Une définition que je proposerais serait : la possibilité de percevoir et de réagir pour le peintre  en conséquence de l’importance, l’utilité d’un point, d’une ligne , d’une masse, d’une forme, d’une couleur, ou d’une tonalité dans un champ de possibles infini.

Mais alors comment s’effectue ce discernement?

Est il du à l’expérience, à la répétition d’une installation que l’on rectifie, corrige peu à peu, ce qui laisse à penser que le peintre à déjà une représentation précise de ce qu’il désire obtenir, et donc il ne s’agit que d’une maîtrise basée sur le contrôle, la copie, la vérification.

Ou alors est-ce une interaction qui s’effectue entre la matière, le tableau et celui qui s’aventure à l’intérieur abandonnant la notion de volonté , au profit d’un abandon.

Ne sommes nous pas alors  au carrefour d’une relation éternelle du masculin et du féminin qui se cherchent dans un éternel dialogue ?

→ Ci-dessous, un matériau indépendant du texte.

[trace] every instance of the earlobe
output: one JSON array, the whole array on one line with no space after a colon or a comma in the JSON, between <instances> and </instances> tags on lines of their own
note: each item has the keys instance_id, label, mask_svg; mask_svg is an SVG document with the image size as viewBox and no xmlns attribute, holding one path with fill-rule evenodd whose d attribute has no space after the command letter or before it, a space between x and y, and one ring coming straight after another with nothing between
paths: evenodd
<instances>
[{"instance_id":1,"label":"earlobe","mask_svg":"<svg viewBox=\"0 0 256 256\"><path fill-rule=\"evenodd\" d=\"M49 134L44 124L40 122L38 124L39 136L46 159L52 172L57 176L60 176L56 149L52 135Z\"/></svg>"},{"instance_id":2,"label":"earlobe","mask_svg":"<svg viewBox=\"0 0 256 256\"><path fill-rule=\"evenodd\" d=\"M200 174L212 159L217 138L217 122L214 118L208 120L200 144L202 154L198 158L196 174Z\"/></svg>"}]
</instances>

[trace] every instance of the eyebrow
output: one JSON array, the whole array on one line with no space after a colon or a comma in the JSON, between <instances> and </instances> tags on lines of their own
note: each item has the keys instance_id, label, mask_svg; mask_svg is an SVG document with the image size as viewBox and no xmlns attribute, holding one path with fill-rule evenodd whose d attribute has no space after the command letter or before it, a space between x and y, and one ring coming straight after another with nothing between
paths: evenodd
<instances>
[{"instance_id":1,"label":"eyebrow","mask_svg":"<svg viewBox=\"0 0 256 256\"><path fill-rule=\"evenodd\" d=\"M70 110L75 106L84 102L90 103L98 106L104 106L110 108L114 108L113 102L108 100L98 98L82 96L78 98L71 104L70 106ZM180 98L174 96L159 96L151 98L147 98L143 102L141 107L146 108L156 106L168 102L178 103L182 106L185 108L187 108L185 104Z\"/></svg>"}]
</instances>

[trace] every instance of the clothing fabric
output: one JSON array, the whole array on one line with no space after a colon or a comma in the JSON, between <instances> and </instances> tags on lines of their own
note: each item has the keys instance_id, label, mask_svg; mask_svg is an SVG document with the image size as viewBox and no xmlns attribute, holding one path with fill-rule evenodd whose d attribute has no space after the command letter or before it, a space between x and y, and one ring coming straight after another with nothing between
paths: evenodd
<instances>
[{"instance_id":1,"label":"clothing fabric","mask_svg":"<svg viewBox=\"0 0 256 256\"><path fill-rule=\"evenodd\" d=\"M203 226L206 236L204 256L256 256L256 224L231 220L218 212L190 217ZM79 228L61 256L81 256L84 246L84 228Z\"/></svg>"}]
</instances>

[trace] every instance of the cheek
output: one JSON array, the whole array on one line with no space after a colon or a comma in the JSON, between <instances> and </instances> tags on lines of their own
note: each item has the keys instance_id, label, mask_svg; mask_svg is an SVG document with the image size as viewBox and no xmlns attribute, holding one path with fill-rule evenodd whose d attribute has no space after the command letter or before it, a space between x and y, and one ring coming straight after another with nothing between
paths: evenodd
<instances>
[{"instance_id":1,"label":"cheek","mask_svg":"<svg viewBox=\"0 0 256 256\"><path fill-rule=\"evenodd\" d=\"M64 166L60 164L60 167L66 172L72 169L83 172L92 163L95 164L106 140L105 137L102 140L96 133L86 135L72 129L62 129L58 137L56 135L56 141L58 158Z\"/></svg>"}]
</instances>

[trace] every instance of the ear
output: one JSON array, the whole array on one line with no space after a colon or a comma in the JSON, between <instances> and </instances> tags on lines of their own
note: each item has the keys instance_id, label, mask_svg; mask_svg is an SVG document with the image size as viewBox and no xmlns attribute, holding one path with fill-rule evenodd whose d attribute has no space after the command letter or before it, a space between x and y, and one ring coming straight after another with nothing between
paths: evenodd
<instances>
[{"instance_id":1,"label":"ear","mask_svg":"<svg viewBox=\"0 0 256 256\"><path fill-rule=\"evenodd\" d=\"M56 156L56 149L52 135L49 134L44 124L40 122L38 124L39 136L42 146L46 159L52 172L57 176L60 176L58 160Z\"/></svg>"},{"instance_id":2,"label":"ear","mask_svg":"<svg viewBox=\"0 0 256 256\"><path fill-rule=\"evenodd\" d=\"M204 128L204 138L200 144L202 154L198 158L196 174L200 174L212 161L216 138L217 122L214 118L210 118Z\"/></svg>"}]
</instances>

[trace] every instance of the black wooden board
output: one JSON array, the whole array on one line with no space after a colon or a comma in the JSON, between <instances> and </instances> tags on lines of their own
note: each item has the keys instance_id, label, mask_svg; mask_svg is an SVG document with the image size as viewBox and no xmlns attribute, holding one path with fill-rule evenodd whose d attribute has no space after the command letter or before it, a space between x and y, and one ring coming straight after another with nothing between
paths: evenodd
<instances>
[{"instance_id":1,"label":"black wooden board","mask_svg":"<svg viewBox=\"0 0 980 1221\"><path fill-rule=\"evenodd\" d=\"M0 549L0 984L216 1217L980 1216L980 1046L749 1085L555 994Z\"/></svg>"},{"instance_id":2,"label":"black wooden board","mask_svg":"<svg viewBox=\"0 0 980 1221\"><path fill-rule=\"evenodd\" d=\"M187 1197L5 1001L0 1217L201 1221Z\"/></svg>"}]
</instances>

Et cet équilibre, ce moment ou les deux plateaux de la balance se stabilisent enfin dans une équidistance qui ne laisse plus de place au doute ne me semble pas être fondé uniquement sur les lois de la composition ou de l’harmonie des couleurs.

La symétrie ne propose pas le frisson, ni  la transe,  ni le voyage.

Alors d’où vient cet équilibre inconnu alliance de la matière et de l’esprit , du féminin et du masculin ?

Le discernement en peinture tel que je le comprend semble alors être une quête de paradoxes.